The bee’s wings started moving, a sound like the world’s largest hand fan. My stomach dropped as we lifted off, and I definitely didn’t squeak and hold on tighter. Definitely not.

The ground fell away with alarming speed. The clearing became a speck, the forest became a carpet of green and shadow, and suddenly we were above the canopy, in a world I didn’t know existed.

Wynmire from above was impossible.

The trees weren’t just tall—they were monuments to growth itself, some reaching so high their tops disappeared into actual clouds. Bridges made of living vines connected them, creating highways in the sky where I could see tiny figures moving. There were structures built into the trees themselves, growing from the bark like architectural tumors, windows glowing with bioluminescent light even in the morning sun.

And the mushrooms. God, the mushrooms.

They grew from the sides of the trees, some small as dinner plates, others large enough to build houses on—which someone had, apparently. I could see entire communities built on fungal platforms, connected by stairs that looked like they were spun from gossamer threads.

“It’s beautiful,” I said without meaning to.

“It’s dying,” Kaelren replied, and I felt the tension in his body. “Look closer.”

I did, and saw what he meant. There were patches of black rot spreading through some of the trees, sections where the bridges had collapsed, platforms where the lights had gone dark. It was subtle, but once you saw it, you couldn’t unsee it—the realm was sick.

“What’s causing it?” I asked.

“Many things. The balance has been wrong for a long time.”

“Since my grandmother left?”

“Since before that. But her leaving accelerated it.”

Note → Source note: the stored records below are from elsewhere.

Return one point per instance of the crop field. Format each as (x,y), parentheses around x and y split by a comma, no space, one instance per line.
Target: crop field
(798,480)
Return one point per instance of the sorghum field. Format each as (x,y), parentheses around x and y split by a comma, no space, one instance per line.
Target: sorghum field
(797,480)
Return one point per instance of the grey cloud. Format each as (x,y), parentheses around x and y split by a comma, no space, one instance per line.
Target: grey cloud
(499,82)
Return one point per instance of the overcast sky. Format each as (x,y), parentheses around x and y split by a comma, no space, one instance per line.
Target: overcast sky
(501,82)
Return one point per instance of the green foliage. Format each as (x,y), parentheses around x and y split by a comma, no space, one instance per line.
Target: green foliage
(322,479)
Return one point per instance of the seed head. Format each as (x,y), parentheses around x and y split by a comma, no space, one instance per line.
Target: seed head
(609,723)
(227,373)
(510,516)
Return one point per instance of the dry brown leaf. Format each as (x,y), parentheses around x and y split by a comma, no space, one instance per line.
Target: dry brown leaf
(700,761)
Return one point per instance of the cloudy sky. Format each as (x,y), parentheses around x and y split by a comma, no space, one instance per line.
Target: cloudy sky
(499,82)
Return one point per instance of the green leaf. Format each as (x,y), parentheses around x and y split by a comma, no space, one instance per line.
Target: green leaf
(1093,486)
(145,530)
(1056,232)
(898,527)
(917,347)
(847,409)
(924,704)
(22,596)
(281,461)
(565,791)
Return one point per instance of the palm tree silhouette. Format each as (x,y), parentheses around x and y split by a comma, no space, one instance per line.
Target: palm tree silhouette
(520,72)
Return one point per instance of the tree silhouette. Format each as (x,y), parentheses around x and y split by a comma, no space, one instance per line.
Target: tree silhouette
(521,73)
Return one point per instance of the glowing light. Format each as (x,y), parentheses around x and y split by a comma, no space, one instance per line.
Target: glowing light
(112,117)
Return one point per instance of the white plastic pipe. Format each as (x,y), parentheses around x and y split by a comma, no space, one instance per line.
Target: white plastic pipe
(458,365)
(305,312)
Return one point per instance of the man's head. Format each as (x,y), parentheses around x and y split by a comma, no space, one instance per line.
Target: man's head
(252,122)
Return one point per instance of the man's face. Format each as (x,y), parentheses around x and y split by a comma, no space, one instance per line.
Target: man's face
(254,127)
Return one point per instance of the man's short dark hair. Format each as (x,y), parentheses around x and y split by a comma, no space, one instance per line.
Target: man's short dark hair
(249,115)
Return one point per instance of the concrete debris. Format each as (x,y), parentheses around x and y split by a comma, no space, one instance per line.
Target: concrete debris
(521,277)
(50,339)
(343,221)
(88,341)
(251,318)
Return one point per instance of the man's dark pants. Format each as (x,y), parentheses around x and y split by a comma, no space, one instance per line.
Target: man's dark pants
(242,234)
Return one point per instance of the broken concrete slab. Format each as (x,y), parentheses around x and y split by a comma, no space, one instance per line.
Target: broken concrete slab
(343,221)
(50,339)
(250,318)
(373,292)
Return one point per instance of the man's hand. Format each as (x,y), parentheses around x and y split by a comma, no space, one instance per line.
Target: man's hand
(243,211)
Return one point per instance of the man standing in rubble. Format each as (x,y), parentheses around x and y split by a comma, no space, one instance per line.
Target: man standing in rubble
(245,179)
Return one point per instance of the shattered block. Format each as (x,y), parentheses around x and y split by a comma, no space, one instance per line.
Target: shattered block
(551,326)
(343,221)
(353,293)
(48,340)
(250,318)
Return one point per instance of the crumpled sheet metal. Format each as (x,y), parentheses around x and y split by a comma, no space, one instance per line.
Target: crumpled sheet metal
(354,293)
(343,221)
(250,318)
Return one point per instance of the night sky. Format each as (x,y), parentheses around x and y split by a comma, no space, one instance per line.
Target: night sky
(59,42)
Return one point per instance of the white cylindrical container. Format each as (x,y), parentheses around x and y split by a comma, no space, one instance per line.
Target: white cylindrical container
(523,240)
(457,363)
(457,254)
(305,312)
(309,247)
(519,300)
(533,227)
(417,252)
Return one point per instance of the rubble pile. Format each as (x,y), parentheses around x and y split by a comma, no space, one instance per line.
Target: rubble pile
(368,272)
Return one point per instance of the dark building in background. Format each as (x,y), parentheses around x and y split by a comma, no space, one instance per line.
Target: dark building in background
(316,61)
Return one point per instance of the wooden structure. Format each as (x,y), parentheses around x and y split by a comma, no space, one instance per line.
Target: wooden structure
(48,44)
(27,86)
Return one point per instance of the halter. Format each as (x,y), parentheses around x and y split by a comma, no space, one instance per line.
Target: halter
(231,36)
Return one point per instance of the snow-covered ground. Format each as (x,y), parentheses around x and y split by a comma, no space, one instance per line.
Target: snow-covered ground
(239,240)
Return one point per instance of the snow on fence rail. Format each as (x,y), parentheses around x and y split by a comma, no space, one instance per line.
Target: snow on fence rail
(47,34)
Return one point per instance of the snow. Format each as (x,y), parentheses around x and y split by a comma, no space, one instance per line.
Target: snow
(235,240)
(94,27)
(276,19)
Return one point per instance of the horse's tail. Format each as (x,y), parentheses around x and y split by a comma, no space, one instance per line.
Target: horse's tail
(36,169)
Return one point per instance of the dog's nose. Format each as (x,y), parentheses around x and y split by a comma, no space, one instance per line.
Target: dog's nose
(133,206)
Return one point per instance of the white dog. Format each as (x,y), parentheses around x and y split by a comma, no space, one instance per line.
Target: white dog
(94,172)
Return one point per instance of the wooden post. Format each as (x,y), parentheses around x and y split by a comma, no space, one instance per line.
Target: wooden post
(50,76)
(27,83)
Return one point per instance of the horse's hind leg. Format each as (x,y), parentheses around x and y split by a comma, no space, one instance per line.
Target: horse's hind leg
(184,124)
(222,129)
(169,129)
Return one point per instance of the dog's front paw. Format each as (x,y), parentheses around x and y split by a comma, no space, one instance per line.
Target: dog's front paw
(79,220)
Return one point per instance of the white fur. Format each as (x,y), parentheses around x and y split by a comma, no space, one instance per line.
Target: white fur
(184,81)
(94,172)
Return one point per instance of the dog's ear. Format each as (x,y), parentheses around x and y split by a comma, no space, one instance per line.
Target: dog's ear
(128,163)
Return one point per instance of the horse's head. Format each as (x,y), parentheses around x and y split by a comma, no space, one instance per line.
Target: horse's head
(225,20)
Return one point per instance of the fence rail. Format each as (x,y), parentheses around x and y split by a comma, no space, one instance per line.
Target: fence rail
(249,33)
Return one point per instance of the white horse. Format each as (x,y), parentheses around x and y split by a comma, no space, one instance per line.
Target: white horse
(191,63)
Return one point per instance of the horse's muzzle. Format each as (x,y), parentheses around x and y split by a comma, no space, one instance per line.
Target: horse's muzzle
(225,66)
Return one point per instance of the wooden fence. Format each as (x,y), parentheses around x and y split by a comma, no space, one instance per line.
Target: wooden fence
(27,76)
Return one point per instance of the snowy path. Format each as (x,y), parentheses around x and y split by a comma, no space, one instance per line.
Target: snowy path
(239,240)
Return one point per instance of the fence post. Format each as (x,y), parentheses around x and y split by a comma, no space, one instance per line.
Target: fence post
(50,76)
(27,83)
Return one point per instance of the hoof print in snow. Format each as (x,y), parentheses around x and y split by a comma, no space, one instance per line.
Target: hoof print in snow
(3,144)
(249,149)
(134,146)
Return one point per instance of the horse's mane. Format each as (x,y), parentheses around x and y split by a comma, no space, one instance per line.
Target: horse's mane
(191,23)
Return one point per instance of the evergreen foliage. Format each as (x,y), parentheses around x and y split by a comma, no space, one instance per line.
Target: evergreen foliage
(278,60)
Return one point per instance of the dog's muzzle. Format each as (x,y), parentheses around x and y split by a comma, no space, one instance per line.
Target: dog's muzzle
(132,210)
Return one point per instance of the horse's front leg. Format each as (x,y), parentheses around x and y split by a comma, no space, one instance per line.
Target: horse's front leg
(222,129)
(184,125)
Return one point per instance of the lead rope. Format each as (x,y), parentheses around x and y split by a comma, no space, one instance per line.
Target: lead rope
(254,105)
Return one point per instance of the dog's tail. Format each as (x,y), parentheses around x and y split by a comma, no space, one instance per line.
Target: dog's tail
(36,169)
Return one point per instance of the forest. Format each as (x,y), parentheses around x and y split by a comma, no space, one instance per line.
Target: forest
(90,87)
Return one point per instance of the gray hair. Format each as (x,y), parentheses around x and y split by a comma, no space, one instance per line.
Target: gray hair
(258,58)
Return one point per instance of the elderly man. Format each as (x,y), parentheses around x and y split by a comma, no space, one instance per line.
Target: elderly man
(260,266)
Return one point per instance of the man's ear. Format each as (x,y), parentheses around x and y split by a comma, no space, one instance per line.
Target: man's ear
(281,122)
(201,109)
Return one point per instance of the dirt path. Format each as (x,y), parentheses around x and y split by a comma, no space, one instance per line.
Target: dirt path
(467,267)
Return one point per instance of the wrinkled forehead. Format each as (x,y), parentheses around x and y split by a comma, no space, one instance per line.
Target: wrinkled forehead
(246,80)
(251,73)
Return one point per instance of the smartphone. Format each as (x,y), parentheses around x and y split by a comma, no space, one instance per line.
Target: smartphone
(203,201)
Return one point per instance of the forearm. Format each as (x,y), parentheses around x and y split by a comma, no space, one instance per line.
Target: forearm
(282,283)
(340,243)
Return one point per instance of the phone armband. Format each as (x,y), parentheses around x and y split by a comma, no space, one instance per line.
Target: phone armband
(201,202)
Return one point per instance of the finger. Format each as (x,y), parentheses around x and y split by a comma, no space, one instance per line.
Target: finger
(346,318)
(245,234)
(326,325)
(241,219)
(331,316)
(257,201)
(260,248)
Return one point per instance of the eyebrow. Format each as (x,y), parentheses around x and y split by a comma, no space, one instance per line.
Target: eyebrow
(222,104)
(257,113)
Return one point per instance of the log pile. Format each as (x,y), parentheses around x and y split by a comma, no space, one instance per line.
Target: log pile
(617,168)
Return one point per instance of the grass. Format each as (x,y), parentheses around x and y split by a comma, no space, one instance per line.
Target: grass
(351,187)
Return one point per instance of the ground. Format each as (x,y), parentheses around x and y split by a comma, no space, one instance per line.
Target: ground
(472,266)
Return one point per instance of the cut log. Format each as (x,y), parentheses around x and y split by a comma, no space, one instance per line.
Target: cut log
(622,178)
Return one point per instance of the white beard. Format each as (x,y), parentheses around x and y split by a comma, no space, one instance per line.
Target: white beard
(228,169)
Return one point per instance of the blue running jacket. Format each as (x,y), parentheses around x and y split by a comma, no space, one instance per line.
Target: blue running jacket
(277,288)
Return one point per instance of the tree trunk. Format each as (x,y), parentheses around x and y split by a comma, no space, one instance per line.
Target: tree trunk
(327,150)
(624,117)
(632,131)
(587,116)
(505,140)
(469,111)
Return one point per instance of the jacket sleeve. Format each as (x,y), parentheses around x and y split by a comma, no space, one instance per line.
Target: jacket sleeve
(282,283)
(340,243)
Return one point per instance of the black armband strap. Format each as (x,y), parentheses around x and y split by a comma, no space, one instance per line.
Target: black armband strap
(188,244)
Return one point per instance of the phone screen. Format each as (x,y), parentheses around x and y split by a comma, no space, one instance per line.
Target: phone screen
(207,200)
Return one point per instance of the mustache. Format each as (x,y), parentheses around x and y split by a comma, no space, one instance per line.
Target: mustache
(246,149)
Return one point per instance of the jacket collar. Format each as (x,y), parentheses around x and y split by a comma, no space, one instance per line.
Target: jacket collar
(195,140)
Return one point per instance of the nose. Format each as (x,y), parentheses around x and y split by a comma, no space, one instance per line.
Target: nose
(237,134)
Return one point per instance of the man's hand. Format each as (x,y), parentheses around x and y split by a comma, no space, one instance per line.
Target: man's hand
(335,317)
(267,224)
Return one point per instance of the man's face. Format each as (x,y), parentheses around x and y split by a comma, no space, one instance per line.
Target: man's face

We flew in formation, the crew’s bees moving with practiced synchronization. Nimor was barely visible on his mount, seeming to fade in and out of existence. Eltrien rode with careful grace, one hand occasionally glowing as he whispered something to his bee. Vashael was surrounded by her ever-present pollen cloud, making her bee sneeze occasionally. Sarnyx rode a bee with thorns actually growing from its fur, because of course she did. And Bryx was doing aerial tricks with Kevin that made my stomach turn just watching.

“Show off,” Sarnyx called to him.

“It’s not showing off if you’re genuinely talented,” Bryx called back, doing a loop that shouldn’t have been possible on a giant insect.

“It’s showing off if you’re trying to impress the human,” Vashael said, and even through her veil I could hear her smirk.